If you have lost your Mojo and need to get it back
First of all, if you are suffering from depression, please please please seek help from a professional, pastor, or even a friend that you know and trust. Your mental health is just as important as your physical health and you absolutely do not have to live with depression.
If you are just in a rut or feeling like you have lost your mojo try some or all of these things to get it back.
Set a date - Get out your calendar and set a date of when you are done being in the doldrums. It might be one hour from now, one day from now, or one week from now, but set a date and then wallow in your own self-pity until then. After that, you are now DONE with being in a burned-out status. Now, this may only be mentally, but you need to start with your mind and then move on to your body and action.

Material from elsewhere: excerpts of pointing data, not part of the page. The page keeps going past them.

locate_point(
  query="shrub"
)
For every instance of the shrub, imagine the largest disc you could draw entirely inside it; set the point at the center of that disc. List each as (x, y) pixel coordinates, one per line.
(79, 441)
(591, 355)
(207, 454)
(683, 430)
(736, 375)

While you are wallowing, make a list of all of the things you are not doing, don't feel like doing, and just don't have the drive to do. Make a note of why you are not doing them. It could simply be that you don't feel like doing them, or it could be something else like you don't have the supplies, tools, money, or time to do them. But, write it down and know what factors are preventing you.
Next, evaluate how happy each thing on that list will make you. You might choose to rate them on a 1-10 scale, or just put a smiley face next to the ones that will really impact the way you feel when they are done.
Evaluate the ones with the least happiness associated and what will happen if they never get done. Will someone else not be happy? Will the world come to an end? Will your business grind to a halt? Why are those things on your list at all? Why are you not doing them?
Let go of the things that are not realistic. If you have things on your list that are bringing you down, but it is unrealistic that they will get done in the next month then consider letting them go. These may include things that will take a large time commitment or a large amount of money that you don't currently have. Also, consider asking for help with the things that are too much for you to complete on your own.
Make a list of the things that you think will motivate you to move on. It may be taking a walk, a run, spending an hour browsing a thrift store, or chatting with a friend.
When your time comes - the time that you are done wallowing - do one thing. Start with something that is fast and easy. It might be throwing in a load of laundry, loading the dishwasher, or just taking a shower and putting on makeup. Then alternate with something from your will motivate you list. Reward yourself and keep on doing one more thing. Try rewarding yourself with things that are approximately the same time commitment as the avoidance list ... so if it only took you 10 minutes to deal with the dirty dishes then you probably haven't put in enough time to watch a whole season of your favorite show on netflix. By facing only one thing at a time you will eventually chip away that list.
Now ... it is time for me to go find some mo to put in my jo! I think I will start with the shower and make up ... my hubby would probably appreciate that too!